28 July 2013

The Role of Nostalgia in Faith

This is technically part of my "visit to St. Gabe's" series, but it's so much more serious and philosophical that I felt the need to give it a more serious and philosophical title.

Ever since I left TAC, I have missed the feeling of sacredness and closeness to God at church. St. Michael's, while a great parish, feels a bit cold and distant to me. It isn't beautiful, it isn't warm and welcoming. It's white and green.

It also isn't super traditional. I mean it's traditional, but it isn't Latin, hymns, and incense (the last of which my asthmatic lungs appreciate). I haven't found the way to make it my happy place yet. The quiet and smallness of the earliest Sunday Mass are as close as it gets.

I believe God is there. I believe that He is just as present in the Eucharist at St. Michael's as anywhere else. I pray... but it requires a lot of focus and effort.


Kneeling during the Consecration today at St. Gabriel's, I realized that it is an easy place to believe and to pray. I am 100% comfortable, relaxed, and trusting. It was my parish from age 8 to age 19. I grew up there, not only from a child to a young adult, but I grew in my faith. I grew up as a Catholic there.
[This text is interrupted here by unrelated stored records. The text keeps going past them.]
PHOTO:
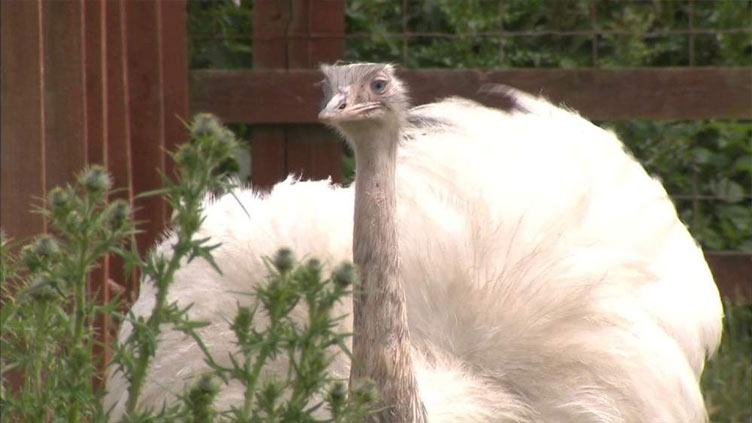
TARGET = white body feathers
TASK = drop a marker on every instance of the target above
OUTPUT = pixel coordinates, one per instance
(547, 276)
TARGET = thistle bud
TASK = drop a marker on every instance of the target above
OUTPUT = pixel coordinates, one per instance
(46, 246)
(284, 260)
(42, 289)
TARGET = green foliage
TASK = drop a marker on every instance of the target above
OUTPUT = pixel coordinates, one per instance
(712, 159)
(727, 379)
(47, 320)
(220, 34)
(49, 324)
And it didn't used to be beautiful. It used to be a bingo hall. The chairs were covered in orangeish-brown pleather and were hooked together in long rows. We had computerized bells for the Consecration. It wasn't pretty. It wasn't super traditional. Heck, on some days, it wasn't even traditional

See? Not so traditional...
But it was home. It still is, somehow, even after all this time, my Church-y home. This realization led me to wonder: what is the role of nostalgia in faith?
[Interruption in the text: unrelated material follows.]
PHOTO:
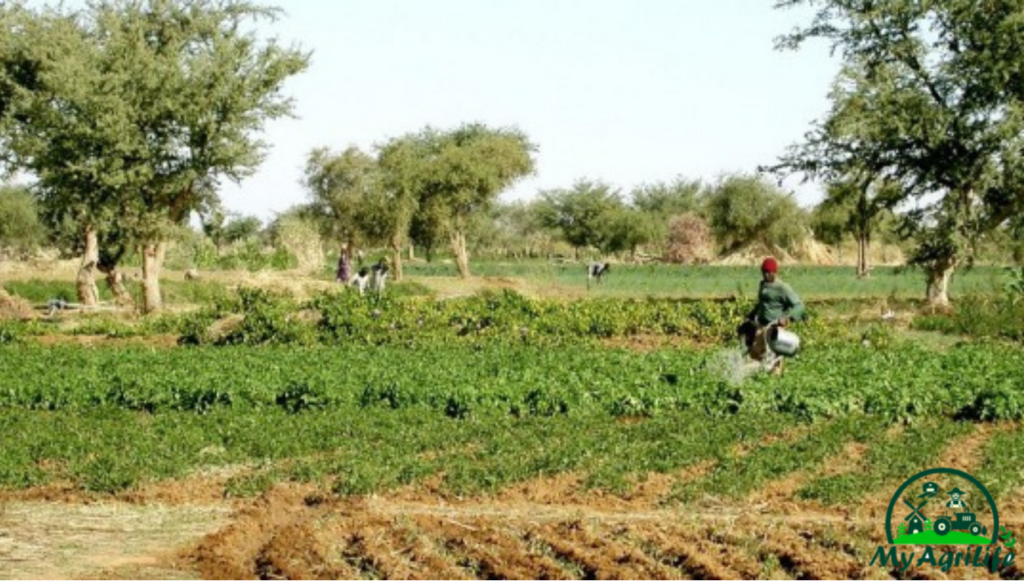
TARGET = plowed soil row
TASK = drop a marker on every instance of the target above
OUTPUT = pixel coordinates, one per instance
(551, 528)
It seems to hold some weight. Otherwise, why would I love St. Gabriel's so much? It wasn't beautiful when I was there, even though it is now. It has none of the things that I would normally consider "necessary" in a Church (Latin, hymns, etc.) Nevertheless, it is just as holy a place to me as Our Lady of the Most Holy Trinity Chapel on campus.
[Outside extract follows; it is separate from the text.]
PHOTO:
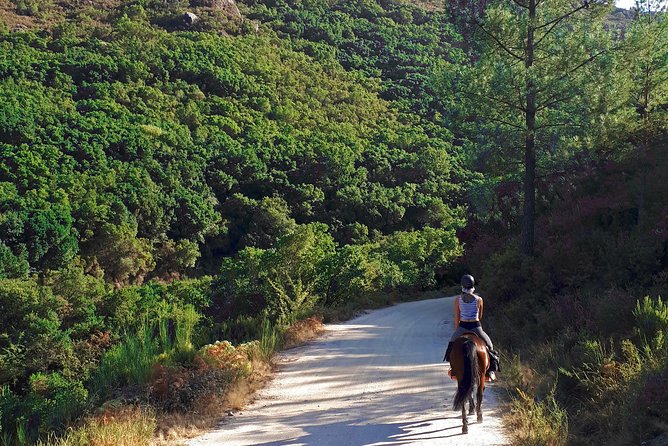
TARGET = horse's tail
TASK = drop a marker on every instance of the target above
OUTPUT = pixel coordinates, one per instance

Why? Is it simply nostalgia? Is it simply a feeling or is it something more?

I don't have a definitive answer to this question. I am inclined to say that it is something more. Human beings are physical creatures. The Mass appeals to our senses. The architecture of a Church is intended to physically draw our eyes - and thereby, our hearts - up to God.

God, in His infinite wisdom, sent us His Son to show us the way to salvation. To physically die for us. To physically rise on the third day. 

Jesus instituted the Eucharist. He instituted the transubstantiation of bread and wine - physical things - into His Body, Blood, Soul, and Divinity.

He didn't do that because He is a physical being, because He isn't. He took on our nature and became flesh so that we could see Him. Hear Him. Touch Him. He did that for us because we are physical creatures.

It has been established in studies that physical things evoke memories in us. Places, smells, etc., have the power to remind us of times past. It's more than emotional feeling. It is a way in which we can connect and reconnect with things that are important - maybe things that that we have lost or missed.

That reconnection reminds us - at the very least, it reminds me - of the ever-present, ever-loving God that we have. He doesn't leave us and he doesn't change. When we go back to Him, we find him just as we left Him. Loving, forgiving, merciful, good... Everything to everyone.

When I go back to St. Gabriel's, I physically go back to where I learned to love Him. It helps me - inspires me - to love Him more.